The arguments for and against
If you need an assisted delivery, the choice of how your baby will be born, and the type of method(s) used, will depend on the position of the baby, how far the baby's head has come down the vaginal canal, if you are fully dilated, and the experience and preferences of your caregiver.
In recent years, there has been a swing away from the use of forceps, and a move towards the use of the ventouse. In Europe, the ventouse would be used more frequently than in the United States. In Australia, the use of either will depend on the hospital and the individual caregiver. Some hospitals and caregivers will tend to use forceps more often, and some ventouse.
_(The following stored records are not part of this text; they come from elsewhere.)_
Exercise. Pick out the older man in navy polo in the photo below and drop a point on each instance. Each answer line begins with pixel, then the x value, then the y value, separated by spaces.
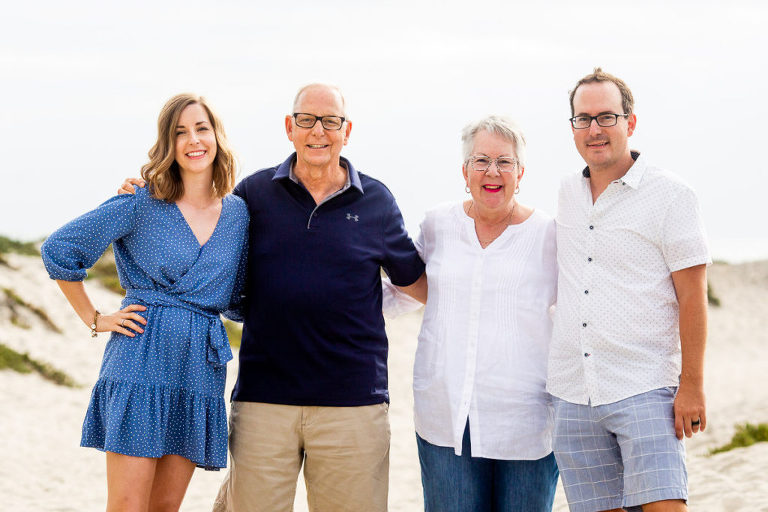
pixel 312 387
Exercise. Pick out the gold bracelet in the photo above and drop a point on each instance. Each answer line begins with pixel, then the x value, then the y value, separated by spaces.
pixel 96 316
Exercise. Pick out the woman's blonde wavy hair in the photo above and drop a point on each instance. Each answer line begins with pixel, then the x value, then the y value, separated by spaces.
pixel 162 171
The arguments for and against
Both forceps and ventouse have their 'pros and cons' and there are no guarantees that either (or both) will be successful. The choice between them is controversial, and different caregivers will have different points of view about the most appropriate method that should be used in different circumstances.
Likelihood of success
Pain relief
Episiotomy
Fully dilated cervix
Injury to the mother
Injury to the baby
Mother's attitude
Likelihood of success. If the baby's head is low in the pelvis, in an anterior position and well flexed (chin on chest), then either method will probably be successful. If the baby's head is high, posterior and deflexed, then forceps, or a metal cup ventouse, will probably be more successful, but it may depend on the type of equipment your caregiver is more familiar with using. In Australia, forceps would be more commonly used in this situation.
If the ventouse is tried first, and does not succeed, then forceps can be tried. (If forceps are tried first, your caregiver is unlikely to succeed with a ventouse). This 'changing of methods' has shown to increase the risk of injury to the baby. If the forceps are tried 1st or 2nd and they are still not successful then a Caesarean will be needed.